3. NFS client rsize/wsize settings.
4. Ethernet MTU size.
5. Bandwidth of the ethernet network and switches.
So far we've played around with larger MTU and rsize/wsize settings
without seeing a huge difference. Since we have been using "cp" to
perform (1), we've not tweaked the record size at all at this point.
My suspicion is that we should be carefully coordinating the sizes
specified in for the layers 2, 3 and 4. Perhaps we should be using "dd"

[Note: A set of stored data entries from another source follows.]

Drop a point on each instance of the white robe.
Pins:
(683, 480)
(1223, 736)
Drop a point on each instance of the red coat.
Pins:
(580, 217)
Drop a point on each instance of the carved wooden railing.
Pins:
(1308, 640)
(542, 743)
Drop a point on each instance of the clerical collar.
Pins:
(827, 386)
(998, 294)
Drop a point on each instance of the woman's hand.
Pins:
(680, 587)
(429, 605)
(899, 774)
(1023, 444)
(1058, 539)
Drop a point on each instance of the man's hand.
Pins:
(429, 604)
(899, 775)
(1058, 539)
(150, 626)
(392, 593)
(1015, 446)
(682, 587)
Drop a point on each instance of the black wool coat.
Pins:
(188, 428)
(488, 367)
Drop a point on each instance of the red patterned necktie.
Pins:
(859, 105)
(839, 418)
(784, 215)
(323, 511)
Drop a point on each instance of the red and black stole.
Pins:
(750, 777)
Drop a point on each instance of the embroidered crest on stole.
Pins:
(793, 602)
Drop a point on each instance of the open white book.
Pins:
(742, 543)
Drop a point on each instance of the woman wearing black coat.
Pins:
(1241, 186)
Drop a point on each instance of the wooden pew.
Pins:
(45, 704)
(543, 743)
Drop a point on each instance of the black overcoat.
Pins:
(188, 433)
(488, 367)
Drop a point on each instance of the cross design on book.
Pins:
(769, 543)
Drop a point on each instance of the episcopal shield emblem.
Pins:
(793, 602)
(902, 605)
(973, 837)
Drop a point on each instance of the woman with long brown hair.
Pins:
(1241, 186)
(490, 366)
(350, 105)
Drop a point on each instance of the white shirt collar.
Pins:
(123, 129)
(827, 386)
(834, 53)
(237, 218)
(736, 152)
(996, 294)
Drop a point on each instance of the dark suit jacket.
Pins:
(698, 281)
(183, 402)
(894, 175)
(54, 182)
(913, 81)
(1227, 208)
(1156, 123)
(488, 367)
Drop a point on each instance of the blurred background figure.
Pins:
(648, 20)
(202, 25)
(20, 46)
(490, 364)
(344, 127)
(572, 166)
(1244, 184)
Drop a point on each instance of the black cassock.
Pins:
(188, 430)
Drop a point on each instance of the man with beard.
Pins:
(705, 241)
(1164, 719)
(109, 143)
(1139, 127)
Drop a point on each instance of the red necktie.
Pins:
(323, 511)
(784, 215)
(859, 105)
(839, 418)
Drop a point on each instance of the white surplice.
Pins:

instead of "cp" so we can control the record size being used. Since
the number of permutations of these three settings are large I was
hoping that I might get some advise from this list about a range of
values we should be investigating and any unpleasant interactions
between these levels of settings we should be aware of to narrow our
search. Also, if there are other major factors outside those listed I'd
appreciate being pointed in the right direction.
---
While I'm on the subject, has there been any discussion about adding an
NFS request that would allow copying files from one location to another
on the same NFS server without requiring a round trip to a client? Its
not at all uncommon to need to move data around in this manner and it
seems a huge waste of bandwidth to have to send all this data from the
server to the client just to have the client send the data back
unaltered to a different location. Such a COPY request would be high
level along the lines of RENAME and each server vendor could optimize
this for their particular hardware architecture. For our particular
application, having such a request would make a huge difference in
performance.
--
Jim Callahan - President - Temerity Software <www.temerity.us>
next reply other threads:[~2009-03-12 22:00 UTC|newest]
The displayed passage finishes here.